Preferably, if the depth range information exceeds the predetermined depth change threshold range, the depth range information is adjusted by being multiplied by a scaling factor to have a value within the depth change threshold range.

More preferably, the depth range information is acquired from a supplementary information area.

Preferably, the data type identification information is acquired from an extension region of a depth coded NAL unit.

Preferably, the multi-view video coded bitstream includes the color picture and the depth picture of a base view and a non-base view, wherein the base view indicates a decodable view independently from other views without using inter view prediction, and wherein the non-base view indicates a view different from the base view.

And, the present invention provides an apparatus for processing a video signal including a transport demultiplexing unit acquiring data type identification information as well as depth range information from a multi-view video coded bitstream including a color picture and a depth picture, the depth picture representing a set of numeric informations on a distance between an object and a camera serving as a reference, the data type identification information indicating whether the multi-view video coded bitstream contains depth coded data, a video decoder recovering the depth picture based on the data type identification information, a post-processing unit adjusting the depth range information by comparing the depth range information with a predetermined depth change threshold range, and a display unit displaying a 3D video by using the recovered depth coded data and the adjusted depth range information.

MODE FOR INVENTION

The scheme of compression-coding video signal data considers spatial redundancy, temporal redundancy, scalable redundancy and inter-view existing redundancy. In coding a depth picture to implement a 3D display using a multi-view video, it is ale to perform compression coding in consideration of the spatial redundancy, the temporal redundancy and the like. This compression coding scheme is applicable to a video sequence including color pictures or a video sequence including a color picture and a depth picture as well as a video sequence including depth pictures. In this case, a depth means a distance between a camera and an object in a 3D space or can mean a disparity difference generated from a view difference in 2D video. And, its details shall be described with reference to FIG. 1 later. In the present specification, such a terminology as a depth information, a depth data, a depth picture, a depth sequence, a depth coding, a depth bitstream, a depth map and the like can be flexibly construed as the information related to the depth in accordance with the above definition of the depth. In the present specification, coding is able to include the concept of encoding and the concept of decoding both and can be flexibly construed in accordance with the technical idea and scope of the present invention.

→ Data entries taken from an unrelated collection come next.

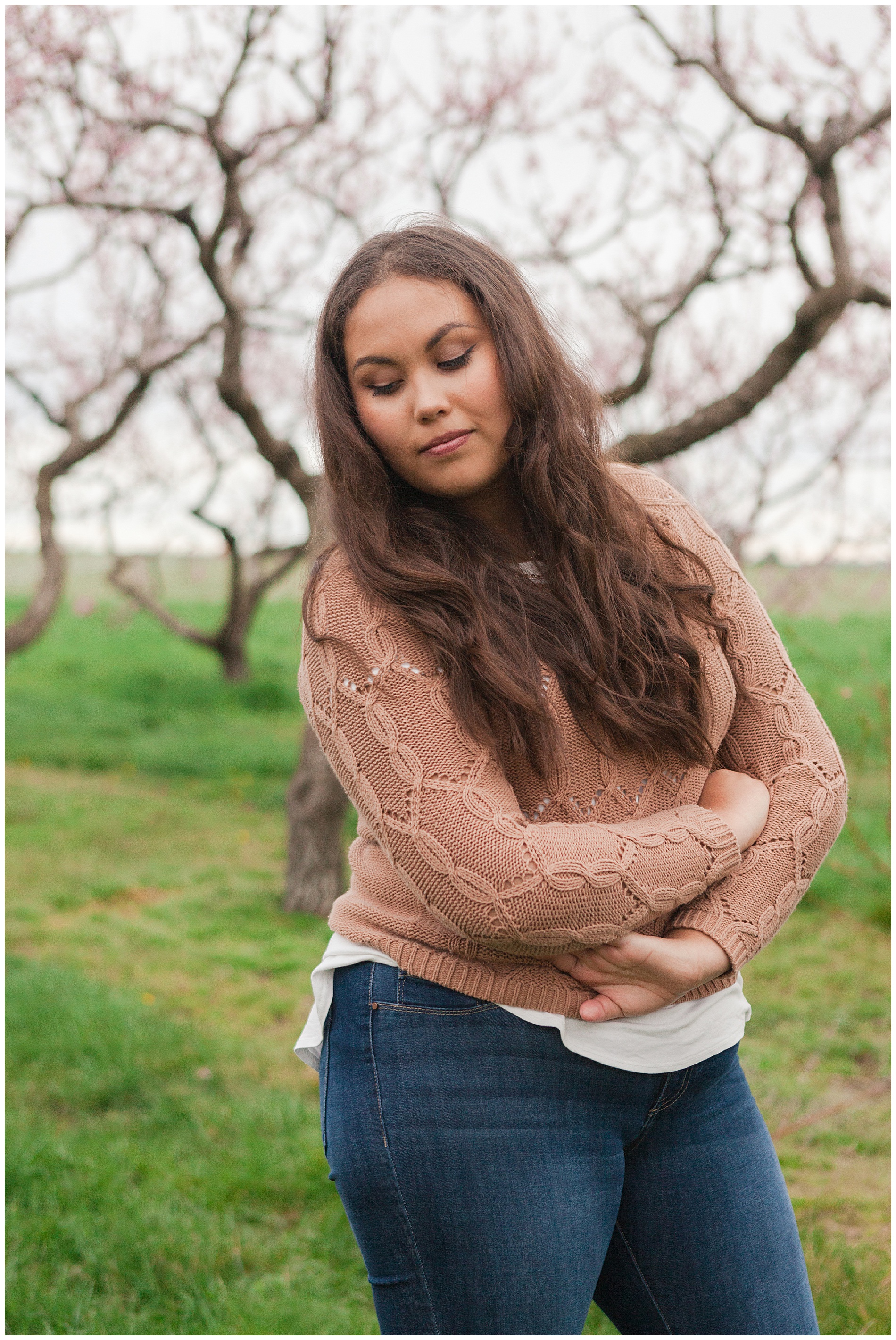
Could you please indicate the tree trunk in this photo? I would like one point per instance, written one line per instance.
(315, 814)
(51, 583)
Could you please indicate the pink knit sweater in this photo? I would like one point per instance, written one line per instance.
(471, 873)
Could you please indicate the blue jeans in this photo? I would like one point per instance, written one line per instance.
(496, 1182)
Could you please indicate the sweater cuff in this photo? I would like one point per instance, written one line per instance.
(710, 830)
(709, 920)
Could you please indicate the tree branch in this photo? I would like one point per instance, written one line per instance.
(811, 323)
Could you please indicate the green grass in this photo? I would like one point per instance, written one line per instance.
(114, 691)
(165, 1172)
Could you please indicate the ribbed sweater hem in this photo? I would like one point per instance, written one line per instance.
(482, 980)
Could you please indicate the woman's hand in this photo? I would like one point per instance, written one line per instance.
(638, 975)
(740, 800)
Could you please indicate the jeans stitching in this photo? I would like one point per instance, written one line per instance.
(437, 1009)
(680, 1091)
(650, 1118)
(324, 1091)
(640, 1275)
(389, 1153)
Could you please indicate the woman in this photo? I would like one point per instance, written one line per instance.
(590, 788)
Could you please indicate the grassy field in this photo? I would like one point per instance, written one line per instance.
(165, 1172)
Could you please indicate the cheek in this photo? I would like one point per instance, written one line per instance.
(485, 392)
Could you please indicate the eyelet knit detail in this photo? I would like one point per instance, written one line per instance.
(473, 882)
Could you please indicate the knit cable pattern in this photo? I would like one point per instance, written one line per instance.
(471, 871)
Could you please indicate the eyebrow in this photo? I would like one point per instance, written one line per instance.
(431, 342)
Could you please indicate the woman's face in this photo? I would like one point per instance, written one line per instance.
(425, 376)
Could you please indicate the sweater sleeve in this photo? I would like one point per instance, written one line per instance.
(447, 818)
(776, 735)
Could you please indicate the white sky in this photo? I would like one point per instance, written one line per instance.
(160, 476)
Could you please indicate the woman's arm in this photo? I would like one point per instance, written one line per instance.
(777, 736)
(448, 819)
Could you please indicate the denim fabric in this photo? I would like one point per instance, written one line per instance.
(496, 1182)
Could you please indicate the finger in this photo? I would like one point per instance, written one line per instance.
(600, 1009)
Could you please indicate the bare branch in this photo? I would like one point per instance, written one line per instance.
(812, 322)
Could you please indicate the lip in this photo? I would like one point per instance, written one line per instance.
(447, 443)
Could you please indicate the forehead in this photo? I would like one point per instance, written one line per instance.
(405, 311)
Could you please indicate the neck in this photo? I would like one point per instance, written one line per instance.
(498, 508)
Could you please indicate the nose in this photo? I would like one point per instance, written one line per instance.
(431, 398)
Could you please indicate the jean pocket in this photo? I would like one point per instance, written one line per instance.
(415, 993)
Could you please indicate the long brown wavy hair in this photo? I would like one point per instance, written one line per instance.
(608, 618)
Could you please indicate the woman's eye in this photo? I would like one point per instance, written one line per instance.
(461, 361)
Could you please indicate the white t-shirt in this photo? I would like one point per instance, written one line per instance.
(670, 1039)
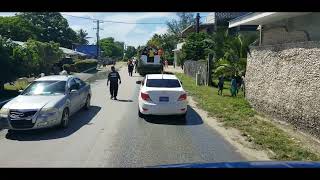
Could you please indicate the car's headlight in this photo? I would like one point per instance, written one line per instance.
(48, 111)
(4, 112)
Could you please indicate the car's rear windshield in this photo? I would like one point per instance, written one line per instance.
(163, 83)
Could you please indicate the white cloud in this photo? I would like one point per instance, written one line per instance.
(5, 14)
(131, 34)
(160, 30)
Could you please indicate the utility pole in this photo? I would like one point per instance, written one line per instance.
(124, 50)
(98, 37)
(197, 22)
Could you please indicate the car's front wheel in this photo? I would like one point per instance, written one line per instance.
(65, 119)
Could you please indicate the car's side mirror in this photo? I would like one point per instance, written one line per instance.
(73, 91)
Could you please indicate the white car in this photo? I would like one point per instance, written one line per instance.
(47, 102)
(162, 94)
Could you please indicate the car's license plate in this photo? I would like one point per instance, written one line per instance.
(164, 99)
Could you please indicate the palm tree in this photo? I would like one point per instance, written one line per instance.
(82, 37)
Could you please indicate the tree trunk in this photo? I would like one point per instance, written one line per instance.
(1, 86)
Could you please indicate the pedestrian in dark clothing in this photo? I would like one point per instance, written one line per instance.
(239, 82)
(135, 66)
(234, 86)
(113, 77)
(130, 67)
(220, 85)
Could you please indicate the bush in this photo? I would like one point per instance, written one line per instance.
(70, 68)
(85, 65)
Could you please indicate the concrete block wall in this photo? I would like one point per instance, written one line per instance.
(284, 81)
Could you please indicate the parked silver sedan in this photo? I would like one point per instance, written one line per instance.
(46, 102)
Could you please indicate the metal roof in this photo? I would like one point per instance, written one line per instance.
(261, 18)
(64, 50)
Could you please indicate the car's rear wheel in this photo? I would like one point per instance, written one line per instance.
(87, 104)
(140, 114)
(65, 119)
(183, 116)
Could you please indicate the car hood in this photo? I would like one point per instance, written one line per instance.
(32, 102)
(255, 164)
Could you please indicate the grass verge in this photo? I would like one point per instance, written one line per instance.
(237, 113)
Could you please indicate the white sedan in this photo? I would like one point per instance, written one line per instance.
(162, 94)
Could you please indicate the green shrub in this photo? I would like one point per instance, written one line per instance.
(85, 65)
(70, 68)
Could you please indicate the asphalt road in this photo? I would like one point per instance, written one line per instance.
(111, 134)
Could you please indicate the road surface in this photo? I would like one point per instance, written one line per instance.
(111, 134)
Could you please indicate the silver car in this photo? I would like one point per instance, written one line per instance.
(46, 102)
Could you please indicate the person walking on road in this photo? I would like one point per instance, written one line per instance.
(130, 67)
(135, 66)
(220, 85)
(243, 87)
(113, 77)
(234, 86)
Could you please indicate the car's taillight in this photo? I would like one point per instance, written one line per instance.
(183, 97)
(145, 96)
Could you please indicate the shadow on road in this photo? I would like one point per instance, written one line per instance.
(77, 121)
(124, 100)
(192, 118)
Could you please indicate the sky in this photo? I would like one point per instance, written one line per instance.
(131, 34)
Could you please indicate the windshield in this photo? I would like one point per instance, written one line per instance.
(163, 83)
(137, 89)
(46, 88)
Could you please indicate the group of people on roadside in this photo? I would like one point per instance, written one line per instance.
(132, 65)
(237, 83)
(150, 52)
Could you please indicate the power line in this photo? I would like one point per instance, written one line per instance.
(108, 21)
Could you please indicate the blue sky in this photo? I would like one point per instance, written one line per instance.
(131, 34)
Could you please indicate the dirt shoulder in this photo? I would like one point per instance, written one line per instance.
(233, 136)
(255, 137)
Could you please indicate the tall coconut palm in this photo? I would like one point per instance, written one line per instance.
(82, 37)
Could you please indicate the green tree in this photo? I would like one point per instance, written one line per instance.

Regarding a bit sequence configuration of a video signal, a separate layer structure, which is called a network abstraction layer (NAL) between a video coding layer (VCL) handling video coding processing itself and a subordinate system for transmitting and storing coded information, is defined. An output of a coding process is VCL data and is mapped by NAL unit before transmission or storage. Each NAL unit contains compressed video data or RBSP (raw byte sequence payload, i.e., result data of video compression) that is data corresponding to header information.

NAL unit basically consists of two parts including NAL header and RBSP. In the NAL header, a flag information (nal_ref_idc) indicating whether a slice, which becomes a reference picture of the NAL unit, is included and an identifier (nal_unit_type) indicating a type of the NAL unit are included. Data of the compressed original copy is stored in the RBSP and RBSP trailing bit is added to a tail of the RBSP to represent a length of the RBSP as a multiple of 8 bits. Types of the NAL unit include IDR (Instantaneous Decoding Refresh) picture, SPS (Sequence Parameter Set), PPS (Picture Parameter Set), SEI (Supplemental Enhancement Information) and the like.

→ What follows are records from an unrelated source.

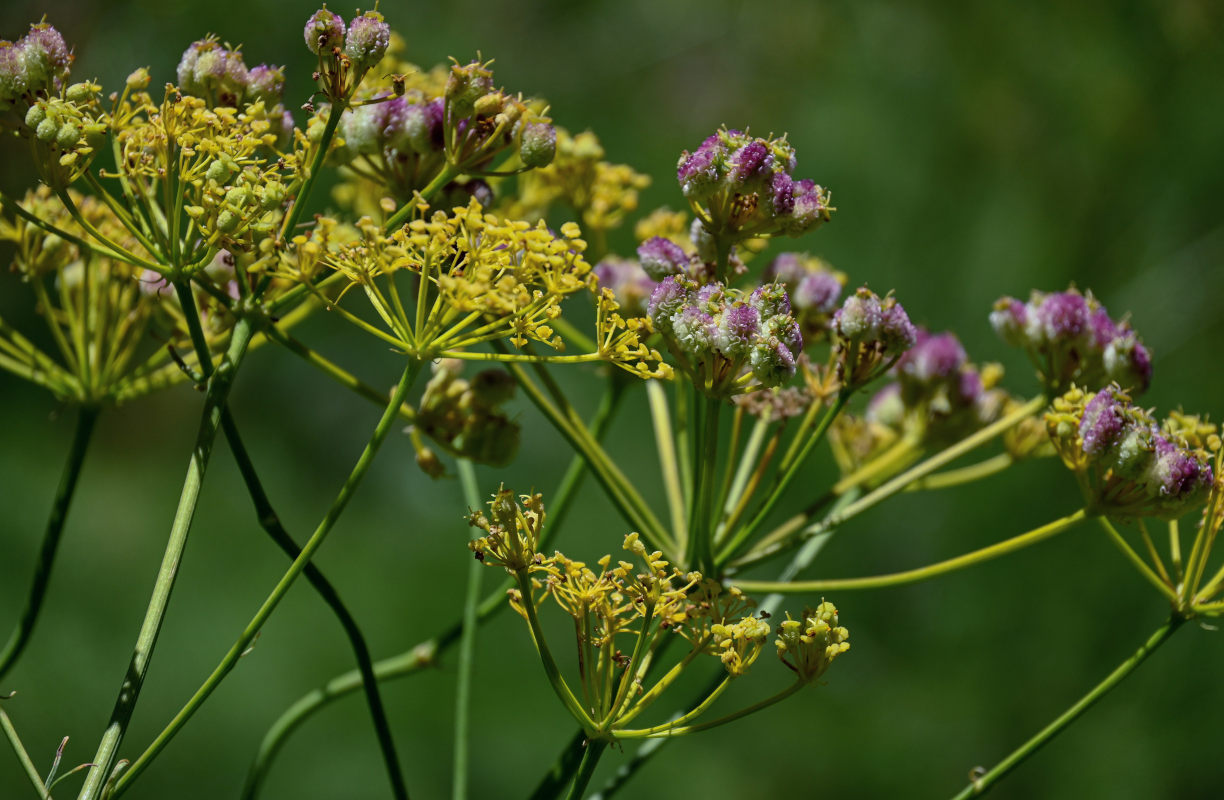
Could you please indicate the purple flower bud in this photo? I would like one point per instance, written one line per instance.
(266, 83)
(667, 299)
(367, 39)
(818, 292)
(771, 300)
(781, 190)
(324, 31)
(771, 362)
(738, 330)
(1102, 422)
(1129, 362)
(750, 162)
(1010, 321)
(933, 359)
(1063, 316)
(661, 257)
(1176, 474)
(539, 144)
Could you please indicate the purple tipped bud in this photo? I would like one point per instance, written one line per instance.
(266, 83)
(1129, 362)
(1102, 422)
(367, 39)
(539, 144)
(738, 330)
(771, 300)
(324, 32)
(667, 299)
(1010, 321)
(661, 257)
(771, 362)
(1063, 316)
(781, 190)
(818, 292)
(933, 359)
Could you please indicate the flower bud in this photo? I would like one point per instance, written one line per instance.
(539, 144)
(367, 39)
(324, 32)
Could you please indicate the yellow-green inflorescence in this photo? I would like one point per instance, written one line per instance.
(626, 611)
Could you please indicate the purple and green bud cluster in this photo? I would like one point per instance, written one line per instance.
(743, 186)
(938, 396)
(870, 334)
(726, 339)
(33, 66)
(465, 416)
(1074, 340)
(814, 288)
(1135, 466)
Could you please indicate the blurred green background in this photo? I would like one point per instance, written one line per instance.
(973, 149)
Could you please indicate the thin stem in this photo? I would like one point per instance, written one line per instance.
(1137, 562)
(214, 401)
(921, 574)
(271, 522)
(230, 659)
(586, 768)
(896, 485)
(466, 644)
(425, 653)
(87, 417)
(668, 462)
(983, 784)
(18, 749)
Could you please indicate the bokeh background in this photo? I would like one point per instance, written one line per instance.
(973, 149)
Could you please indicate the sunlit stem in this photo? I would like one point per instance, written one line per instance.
(921, 574)
(230, 659)
(1137, 562)
(984, 783)
(668, 464)
(550, 664)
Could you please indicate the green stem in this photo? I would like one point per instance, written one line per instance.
(586, 768)
(896, 485)
(214, 401)
(983, 784)
(271, 522)
(921, 574)
(87, 417)
(425, 653)
(743, 535)
(230, 659)
(18, 749)
(466, 644)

In the standard, as a target product is limited by various profiles and levels to enable implementation of the target product with a moderate cost, a decoder should meet a determined limitation at a corresponding profile and level. In order to indicate a function or parameter for representing a compressed video range the decoder is able to cope with, two kinds of concepts, i.e., a profile and a level are defined. Using a profile identifier (profile_idc), it is able to identify that a bitstream is based on which profile. In this case, a profile identifier means a flag indicating a profile on which a bitstream is based. For instance, in H.264/AVC, if a profile identifier is set to 66, it means that a bitstream is based on a baseline profile. If a profile identifier is set to 77, it means that a bitstream is based on a main profile. If a profile identifier is set to 88, it means that a bitstream is based on an extension profile. And, the profile identifier can be contained in a sequence parameter set.

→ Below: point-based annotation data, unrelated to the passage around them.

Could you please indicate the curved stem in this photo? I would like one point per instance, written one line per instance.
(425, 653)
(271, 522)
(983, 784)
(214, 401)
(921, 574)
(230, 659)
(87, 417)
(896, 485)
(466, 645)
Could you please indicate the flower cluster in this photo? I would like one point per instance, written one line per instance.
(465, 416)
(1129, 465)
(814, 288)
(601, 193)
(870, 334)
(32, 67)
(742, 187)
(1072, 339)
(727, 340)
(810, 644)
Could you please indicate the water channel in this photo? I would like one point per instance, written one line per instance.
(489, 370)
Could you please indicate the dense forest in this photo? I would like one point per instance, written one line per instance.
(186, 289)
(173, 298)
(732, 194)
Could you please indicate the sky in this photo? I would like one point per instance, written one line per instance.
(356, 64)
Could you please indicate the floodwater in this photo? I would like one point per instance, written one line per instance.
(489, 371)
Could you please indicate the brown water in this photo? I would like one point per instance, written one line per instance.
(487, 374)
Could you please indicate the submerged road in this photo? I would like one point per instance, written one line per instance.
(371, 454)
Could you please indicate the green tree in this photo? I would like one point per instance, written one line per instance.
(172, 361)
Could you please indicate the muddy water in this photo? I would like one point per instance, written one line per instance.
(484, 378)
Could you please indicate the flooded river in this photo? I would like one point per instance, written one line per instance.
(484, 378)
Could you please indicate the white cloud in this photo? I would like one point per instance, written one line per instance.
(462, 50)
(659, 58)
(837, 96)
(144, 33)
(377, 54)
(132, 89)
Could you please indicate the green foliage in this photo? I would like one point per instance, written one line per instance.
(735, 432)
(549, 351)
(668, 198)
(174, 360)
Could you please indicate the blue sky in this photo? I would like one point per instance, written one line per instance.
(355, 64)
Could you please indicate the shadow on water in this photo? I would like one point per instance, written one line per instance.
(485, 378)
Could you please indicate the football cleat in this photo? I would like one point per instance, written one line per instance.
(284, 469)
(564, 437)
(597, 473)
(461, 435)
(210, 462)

In order to handle a video sequence (hereinafter named a depth sequence) including a depth picture, it is necessary to identify whether an inputted bitstream relates to a profile of a depth sequence. If the inputted bitstream is identified as the profile of the depth sequence, it is necessary to add a syntax to transmit at least one supplementary information related to the depth coding. In this case, the profile of the depth sequence, which is a supplementary technique of H.264/AVC, is able to indicate a profile mode for handling a depth picture or a profile mode relating to a multiview video containing a depth picture. As the depth coding is a scheme supplementary to the conventional AVC scheme, it may be more efficient to add a syntax as supplementary information on a case of a depth coding mode rather than an unconditional syntax. For instance, when a profile identifier of AVC indicates a profile of a depth sequence, if information on depth coding is added, coding efficiency can be raised.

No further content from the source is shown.